彼らは各々別の意味で抑圧された二人の女性 -伝統に縛られたR.A.カルティニ、ナチのホロコーストに晒されたユダヤの少女アンネ・フランク- について描くことにも躊躇しない。カルティニの手紙が収められた書籍"闇を越えて光へ"は"verso Kartini -door duisternis tot licht!-"として結実し、著名なアンネの日記は19分23秒に及ぶ"Anne"のメインテーマとして用いられている。これらの歌詞はキーボードプレイヤー、ファディール・インドラによるものだ。この2曲にはナレーションや若干のオペラ色も加えられている。あるいはピート・タウンゼントによる"Tommy"やアンドリュー・ロイド・ウェーバー、ティム・ライス競作の"Jesus Christ Superstar"に匹敵する強力さを持ち合わせているとも言える。難点を言えば、2曲とも"過剰に過ぎる"というところか。ナレーションの鋭さは楽曲の鋭さに絶対的に追従している。表現の方法があまりにも明快過ぎるのだ。どうも彼らは彼らの提示するテーマがリスナーにとって解りにくい、と考えている節がある。"言葉"を用いなくても十分に音響のみでカルティニやアンネ・フランクの苦悩を伝えることができているにも関わらず、である。

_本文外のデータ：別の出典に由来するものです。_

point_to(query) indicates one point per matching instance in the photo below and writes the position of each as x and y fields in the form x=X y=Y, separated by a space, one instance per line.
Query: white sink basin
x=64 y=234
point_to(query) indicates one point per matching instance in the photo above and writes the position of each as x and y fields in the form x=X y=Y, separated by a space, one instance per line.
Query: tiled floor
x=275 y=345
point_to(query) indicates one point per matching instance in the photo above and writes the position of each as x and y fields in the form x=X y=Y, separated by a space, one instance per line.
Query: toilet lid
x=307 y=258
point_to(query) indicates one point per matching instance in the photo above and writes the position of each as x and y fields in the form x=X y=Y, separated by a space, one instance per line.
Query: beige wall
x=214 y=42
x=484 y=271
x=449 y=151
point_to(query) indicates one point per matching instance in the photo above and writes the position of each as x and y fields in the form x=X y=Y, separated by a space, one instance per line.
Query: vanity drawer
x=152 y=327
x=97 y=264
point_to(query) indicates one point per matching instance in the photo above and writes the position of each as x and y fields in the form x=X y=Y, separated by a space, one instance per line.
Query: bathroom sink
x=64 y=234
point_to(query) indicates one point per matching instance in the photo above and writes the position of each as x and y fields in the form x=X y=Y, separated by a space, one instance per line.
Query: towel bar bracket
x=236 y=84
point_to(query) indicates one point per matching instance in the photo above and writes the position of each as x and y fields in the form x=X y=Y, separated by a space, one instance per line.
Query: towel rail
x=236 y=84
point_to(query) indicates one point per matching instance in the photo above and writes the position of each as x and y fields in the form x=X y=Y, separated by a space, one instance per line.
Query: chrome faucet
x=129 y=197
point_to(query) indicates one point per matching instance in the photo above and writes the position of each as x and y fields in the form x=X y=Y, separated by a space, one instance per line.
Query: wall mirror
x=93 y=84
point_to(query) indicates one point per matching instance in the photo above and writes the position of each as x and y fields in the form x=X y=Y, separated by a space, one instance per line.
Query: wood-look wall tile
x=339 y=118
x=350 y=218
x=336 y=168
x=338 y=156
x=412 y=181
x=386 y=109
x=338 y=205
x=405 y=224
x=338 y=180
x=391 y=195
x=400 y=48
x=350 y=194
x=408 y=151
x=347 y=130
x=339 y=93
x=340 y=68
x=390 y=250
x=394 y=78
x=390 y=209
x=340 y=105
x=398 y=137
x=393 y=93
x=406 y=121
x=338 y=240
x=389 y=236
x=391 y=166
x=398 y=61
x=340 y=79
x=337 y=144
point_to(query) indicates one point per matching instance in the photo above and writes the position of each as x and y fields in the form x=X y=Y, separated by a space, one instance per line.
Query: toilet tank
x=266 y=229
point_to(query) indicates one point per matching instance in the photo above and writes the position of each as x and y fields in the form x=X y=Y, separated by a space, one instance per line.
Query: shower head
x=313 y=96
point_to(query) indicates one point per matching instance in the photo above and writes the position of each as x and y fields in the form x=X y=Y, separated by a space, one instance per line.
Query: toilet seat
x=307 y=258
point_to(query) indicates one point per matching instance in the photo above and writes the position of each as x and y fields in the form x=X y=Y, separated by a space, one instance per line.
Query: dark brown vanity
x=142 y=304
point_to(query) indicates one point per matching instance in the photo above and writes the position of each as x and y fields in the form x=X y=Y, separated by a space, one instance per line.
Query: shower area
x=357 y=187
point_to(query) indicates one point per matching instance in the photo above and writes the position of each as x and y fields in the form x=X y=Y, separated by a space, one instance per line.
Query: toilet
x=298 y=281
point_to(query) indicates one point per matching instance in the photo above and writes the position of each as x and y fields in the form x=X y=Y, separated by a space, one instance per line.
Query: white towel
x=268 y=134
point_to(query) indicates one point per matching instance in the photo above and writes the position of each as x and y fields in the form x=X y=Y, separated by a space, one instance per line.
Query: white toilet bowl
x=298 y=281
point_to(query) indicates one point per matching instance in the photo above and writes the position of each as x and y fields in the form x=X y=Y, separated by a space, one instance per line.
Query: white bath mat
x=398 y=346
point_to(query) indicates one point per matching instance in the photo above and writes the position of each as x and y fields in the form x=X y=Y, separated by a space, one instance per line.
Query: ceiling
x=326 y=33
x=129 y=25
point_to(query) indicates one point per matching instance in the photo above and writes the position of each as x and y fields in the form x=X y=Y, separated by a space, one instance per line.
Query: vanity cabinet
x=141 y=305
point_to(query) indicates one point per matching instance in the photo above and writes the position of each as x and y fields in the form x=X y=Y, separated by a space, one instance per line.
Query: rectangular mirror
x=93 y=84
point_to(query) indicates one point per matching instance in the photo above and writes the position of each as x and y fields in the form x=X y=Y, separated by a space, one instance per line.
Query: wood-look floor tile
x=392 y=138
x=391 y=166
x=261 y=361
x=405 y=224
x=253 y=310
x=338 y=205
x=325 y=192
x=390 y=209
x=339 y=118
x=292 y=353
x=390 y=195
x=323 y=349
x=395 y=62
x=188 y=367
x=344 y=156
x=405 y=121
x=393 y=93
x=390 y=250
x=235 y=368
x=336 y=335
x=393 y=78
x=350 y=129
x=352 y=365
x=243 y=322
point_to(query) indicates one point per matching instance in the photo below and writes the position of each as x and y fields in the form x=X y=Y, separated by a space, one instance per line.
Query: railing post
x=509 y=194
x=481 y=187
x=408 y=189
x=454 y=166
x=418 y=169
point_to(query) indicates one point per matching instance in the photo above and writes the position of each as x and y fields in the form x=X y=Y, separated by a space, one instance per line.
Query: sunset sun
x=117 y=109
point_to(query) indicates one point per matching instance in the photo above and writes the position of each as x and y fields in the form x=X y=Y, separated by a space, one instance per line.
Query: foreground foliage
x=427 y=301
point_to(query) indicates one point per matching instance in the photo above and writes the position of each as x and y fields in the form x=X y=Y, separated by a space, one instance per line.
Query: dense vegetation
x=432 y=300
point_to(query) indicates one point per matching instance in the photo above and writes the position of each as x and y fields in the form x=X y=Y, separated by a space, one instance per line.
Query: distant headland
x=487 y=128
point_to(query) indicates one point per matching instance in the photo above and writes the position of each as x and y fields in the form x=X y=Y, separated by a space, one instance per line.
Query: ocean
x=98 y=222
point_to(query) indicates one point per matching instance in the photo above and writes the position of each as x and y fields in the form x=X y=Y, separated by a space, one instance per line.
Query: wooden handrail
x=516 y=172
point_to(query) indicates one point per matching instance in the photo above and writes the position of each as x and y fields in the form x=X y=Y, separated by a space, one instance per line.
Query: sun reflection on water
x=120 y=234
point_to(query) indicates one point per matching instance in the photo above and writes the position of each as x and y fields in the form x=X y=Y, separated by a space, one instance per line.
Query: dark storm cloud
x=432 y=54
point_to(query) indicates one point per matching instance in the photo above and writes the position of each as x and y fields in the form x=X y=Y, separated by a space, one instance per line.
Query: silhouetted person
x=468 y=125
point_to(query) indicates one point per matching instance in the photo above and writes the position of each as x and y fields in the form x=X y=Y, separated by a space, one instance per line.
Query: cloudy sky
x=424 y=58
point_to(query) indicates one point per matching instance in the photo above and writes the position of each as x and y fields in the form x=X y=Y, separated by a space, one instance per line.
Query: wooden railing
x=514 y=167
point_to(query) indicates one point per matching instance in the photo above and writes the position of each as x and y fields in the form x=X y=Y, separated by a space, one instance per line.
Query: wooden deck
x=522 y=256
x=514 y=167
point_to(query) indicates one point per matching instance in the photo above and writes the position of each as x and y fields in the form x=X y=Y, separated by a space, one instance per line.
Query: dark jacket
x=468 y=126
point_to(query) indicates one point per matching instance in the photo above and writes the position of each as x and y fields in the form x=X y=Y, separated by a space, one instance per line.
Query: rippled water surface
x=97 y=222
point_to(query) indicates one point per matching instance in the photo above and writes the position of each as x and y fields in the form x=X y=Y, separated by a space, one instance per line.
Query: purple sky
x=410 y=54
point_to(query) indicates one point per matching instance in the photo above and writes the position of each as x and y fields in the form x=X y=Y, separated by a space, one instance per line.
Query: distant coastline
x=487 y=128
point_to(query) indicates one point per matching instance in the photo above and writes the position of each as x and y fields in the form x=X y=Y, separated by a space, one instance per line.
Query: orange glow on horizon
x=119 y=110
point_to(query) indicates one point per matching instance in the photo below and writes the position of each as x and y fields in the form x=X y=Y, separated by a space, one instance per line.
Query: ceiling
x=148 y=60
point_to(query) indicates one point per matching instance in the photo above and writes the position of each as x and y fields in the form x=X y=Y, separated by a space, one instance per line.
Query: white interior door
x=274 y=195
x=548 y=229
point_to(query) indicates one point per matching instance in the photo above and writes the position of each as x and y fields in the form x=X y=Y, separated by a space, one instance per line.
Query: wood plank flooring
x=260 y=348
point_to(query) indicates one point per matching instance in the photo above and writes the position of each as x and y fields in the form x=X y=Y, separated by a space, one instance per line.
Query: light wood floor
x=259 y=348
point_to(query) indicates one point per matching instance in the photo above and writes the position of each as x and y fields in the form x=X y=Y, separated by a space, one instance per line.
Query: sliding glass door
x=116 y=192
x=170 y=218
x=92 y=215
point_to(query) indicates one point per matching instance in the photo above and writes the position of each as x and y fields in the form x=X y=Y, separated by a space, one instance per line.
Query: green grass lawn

ユニークな点を言えば彼らはこうした歴史的テーマを特異な方法で"翻訳"しているということだろう。例えば、ステラ・ゼーハンデラールやアベンダノン夫人に読まれるカルティニからの手紙は野太い男性の声を用いている。あるいは"Anne"に用いられたバリ・ガムランやケチャなどはクラシックではないのにヨーロッパ的な雰囲気に見事にマッチしている。
・・・そして、このアルバム"tot licht"こそ、27年前にグルー・スカルノプトラによって生み出された"グルー・ジプシー"以来の最良の国産プログレッシヴ・ロックなのだ。

(By Denny Sakrie / Tempo 2003年10月20~26日号 86~87ページ)

そして2004年、全世界に向けフランスMuseaからインターナショナル版が発売になり、認知度は徐々に高まっていきます。


さて、タイトルの「推しのバンドのCDを出した話」という点では、ここで一段落なのですが、バンドは勿論この後も活動を続け、色々なことも起こりました。BLOGでもある程度はフォローしてますが、折角ですし、訳しそこねた記事もあるので、その後のDiscusについても追って書いていきたいと思います。